Hace años se le pidió a un hombre de Dios que predicara en el funeral de un joven soldado cuyos padres no eran salvos.
Durante el curso de su mensaje, el predicador trató de inculcar en sus oyentes el hecho básico de que “la paga del pecado es muerte, mas la dádiva de Dios es vida eterna en Cristo Jesús Señor nuestro” (Romanos 6:23).
Esto molestó mucho a los padres. Después del servicio se quejaron: “Esto es vergonzoso. Nuestro hijo no era un pecador”.
La verdad era que poco antes de su muerte este joven había hecho lo que todo verdadero cristiano nacido de nuevo ha hecho. Se reconoció a sí mismo como un pecador perdido y, confiando en Cristo como su Salvador, había sido salvado tan gloriosamente que sus padres estaban desconcertados de que pudiera estar tan feliz frente a la muerte.
El más simple creyente en Cristo entiende todo esto.
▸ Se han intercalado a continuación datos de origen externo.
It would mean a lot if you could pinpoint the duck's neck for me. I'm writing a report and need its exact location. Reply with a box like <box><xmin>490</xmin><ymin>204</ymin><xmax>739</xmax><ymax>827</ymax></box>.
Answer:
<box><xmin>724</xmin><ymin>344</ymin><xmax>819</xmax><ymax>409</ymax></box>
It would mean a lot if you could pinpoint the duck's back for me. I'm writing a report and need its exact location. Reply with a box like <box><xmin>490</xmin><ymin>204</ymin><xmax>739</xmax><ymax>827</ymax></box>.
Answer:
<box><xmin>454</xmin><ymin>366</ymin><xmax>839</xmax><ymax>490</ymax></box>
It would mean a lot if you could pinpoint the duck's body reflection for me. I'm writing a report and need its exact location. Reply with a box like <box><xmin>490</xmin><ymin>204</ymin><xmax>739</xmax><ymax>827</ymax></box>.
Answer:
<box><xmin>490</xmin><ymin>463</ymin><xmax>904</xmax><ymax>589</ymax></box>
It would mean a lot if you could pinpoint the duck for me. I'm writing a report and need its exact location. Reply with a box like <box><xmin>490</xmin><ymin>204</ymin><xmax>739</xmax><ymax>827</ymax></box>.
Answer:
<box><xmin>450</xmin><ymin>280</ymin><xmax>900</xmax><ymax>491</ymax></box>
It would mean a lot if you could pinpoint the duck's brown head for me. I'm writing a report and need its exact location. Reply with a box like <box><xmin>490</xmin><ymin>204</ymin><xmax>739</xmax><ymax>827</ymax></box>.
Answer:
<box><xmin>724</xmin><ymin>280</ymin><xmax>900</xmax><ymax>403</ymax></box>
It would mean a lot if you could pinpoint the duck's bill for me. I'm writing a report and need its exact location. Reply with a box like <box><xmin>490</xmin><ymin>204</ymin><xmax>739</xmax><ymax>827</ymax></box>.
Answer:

Sabe que para el “viejo” la muerte del cuerpo es en verdad una “descarga deshonrosa” por las leyes violadas, las órdenes desobedecidas, las responsabilidades no cumplidas y los fideicomisos traicionados. Pero para el “nuevo hombre, la muerte del cuerpo es el vestíbulo a través del cual es conducido a la bendita presencia del “Capitán de nuestra salvación”, Aquel que “por la gracia de Dios probó la muerte por todos” para poder “llevar muchos hijos a la gloria” (ver Hebreos 2:9,10).
Por eso leemos en Hebreos 2:14,15:
“Así que, por cuanto los hijos [de Adán] participaron de carne y sangre, él [Cristo] también participó de lo mismo; para destruir por medio de la muerte al que tenía el imperio de la muerte, esto es, al diablo;
“Y libra a los que por el temor de la muerte estaban toda la vida sujetos a servidumbre”.
No es de extrañar que el simple mensaje de salvación de San Pablo fuera: “Cree en el Señor Jesucristo y serás salvo” (Hechos 16:31).